We first apply the proposed optimal rank-reduction method to a 5D synthetic data with linear/planar events, as shown in Figure 1. Figure 1(a) shows the clean synthetic data in a common offset gather. The 3D common offset gather ($t-x-y$) has been arranged into a 2D matrix. Figure 1(b) shows the noisy data with extremely strong band-limited random noise. The useful signals are almost buried in the strong noise. Figure 1(c) shows the incomplete data, where 75% traces have been randomly decimated. The reconstructed and denoised data using three different methods, i.e., the traditional rank-reduction method (RR), the damped rank-reduction method (DRR), and the optimally damped rank-reduction method (ORR), are shown in Figure 2. All three methods successfully recovered most of the signals. It is clear that the RR method causes significant residual noise, the result from the DRR method is much cleaner than that from the RR method but still contains some residual noise. The proposed ORR method, however, obtains the cleanest result among the three results shown in Figure 2. To evaluate the quality of the three reconstructed data, given the exact solution in Figure 1(a), we calculate the local similarity map between each reconstructed data and the exact solution. The local similarity is a way to evaluate the similarity between two vectors/matrices/cubes in a local manner so that the evaluation can be revealed immediately from the calculated local similarity maps. The detailed introduction of mathematics behind the local similarity calculation can be found in Chen and Fomel (2015). From the local similarity comparison, it is quite obvious that from the top panel (RR method) to the bottom panel (ORR method), the similarity becomes higher and higher, which indicates that the proposed method obtains the most accurate solution.
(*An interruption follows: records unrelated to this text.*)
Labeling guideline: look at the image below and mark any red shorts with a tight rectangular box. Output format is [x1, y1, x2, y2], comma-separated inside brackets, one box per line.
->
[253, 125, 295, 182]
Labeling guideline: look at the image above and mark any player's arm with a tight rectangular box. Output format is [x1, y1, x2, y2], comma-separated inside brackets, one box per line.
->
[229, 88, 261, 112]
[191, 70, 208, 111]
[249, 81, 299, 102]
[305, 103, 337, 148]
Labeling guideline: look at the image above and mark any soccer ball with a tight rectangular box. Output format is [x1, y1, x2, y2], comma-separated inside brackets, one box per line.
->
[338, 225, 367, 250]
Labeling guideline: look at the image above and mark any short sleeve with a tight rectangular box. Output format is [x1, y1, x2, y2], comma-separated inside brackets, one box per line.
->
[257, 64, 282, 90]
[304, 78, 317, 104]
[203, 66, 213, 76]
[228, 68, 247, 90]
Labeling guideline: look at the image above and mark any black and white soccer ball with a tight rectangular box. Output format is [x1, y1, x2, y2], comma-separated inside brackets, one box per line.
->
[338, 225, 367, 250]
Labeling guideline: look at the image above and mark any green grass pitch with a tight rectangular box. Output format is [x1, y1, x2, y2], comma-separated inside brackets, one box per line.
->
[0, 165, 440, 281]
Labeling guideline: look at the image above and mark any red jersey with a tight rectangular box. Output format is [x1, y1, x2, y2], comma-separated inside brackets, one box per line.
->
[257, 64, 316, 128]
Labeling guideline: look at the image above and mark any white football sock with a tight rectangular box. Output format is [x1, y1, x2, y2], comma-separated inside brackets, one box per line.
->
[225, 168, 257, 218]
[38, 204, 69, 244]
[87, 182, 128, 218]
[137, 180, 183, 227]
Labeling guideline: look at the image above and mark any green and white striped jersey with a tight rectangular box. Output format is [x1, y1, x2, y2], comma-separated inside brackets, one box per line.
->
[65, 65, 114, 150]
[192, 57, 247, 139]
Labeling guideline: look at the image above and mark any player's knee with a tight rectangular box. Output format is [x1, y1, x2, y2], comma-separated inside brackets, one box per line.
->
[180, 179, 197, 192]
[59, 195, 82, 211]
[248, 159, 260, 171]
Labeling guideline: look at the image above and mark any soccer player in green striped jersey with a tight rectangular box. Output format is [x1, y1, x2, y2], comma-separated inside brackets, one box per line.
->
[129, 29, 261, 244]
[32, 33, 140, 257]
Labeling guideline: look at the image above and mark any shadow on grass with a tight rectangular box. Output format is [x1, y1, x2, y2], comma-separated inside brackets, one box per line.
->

To examine the amplitude recovery quality, we select the 22nd traces from the clean data in Figure 1(a) and from the three reconstructed data in Figure 2, and draw them in Figure 4. Figure 4(a) shows the trace-by-trace comparison in the range of the whole trace and Figure 4(b) shows the zoomed trade-by-trace comparison. The zooming part is highlighted by the red transparent rectangle shown in Figure 4(a). From Figure 4 we can see that both RR and DRR methods (blue and red lines) cause strong fluctuations in the front part of the trace, while the proposed method obtains a result (the green line) that is the closest to the exact solution (the black line). The observation is even clearer in the zoomed comparison shown in Figure 4(b). Figure 5 shows the comparison of reconstruction error. The reconstruction error is calculated as the difference between the exact solution (Figure 1(a)) and each reconstructed data shown in Figure 2. From Figure 5 we can observe that both RR and DRR cause significant error and the proposed ORR method causes negligible reconstruction error except for some observable signal energy. The reconstruction error of RR method is higher than the DRR method, mostly because of the stronger residual noise caused by the RR method. Since the reconstruction error for the proposed method is mostly negligible, the error caused by the leakage signal energy becomes more apparent. To compare the leakage signal energy among three methods, we calculate the extra noise section of the RR and DRR methods. The extra noise section refers to the extra noise compared with the reference noise section from the ORR method (Figure 5(c)), thus is calculated as the difference between the error from either RR or DRR method and the error from the ORR method. The extra noise sections corresponding to the RR and DRR methods are shown in Figure 6. It is obvious that by calculating the extra error sections, the leakage useful energy from RR/DRR method and ORR method counteract each other and the resulting sections are mostly random noise. This observation indicates that the energy of the leakage signal for the three methods are nearly the same. We conclude from this test that despite the same damage to useful signals, the proposed method causes the least residual noise and thus obtains the cleanest reconstruction result.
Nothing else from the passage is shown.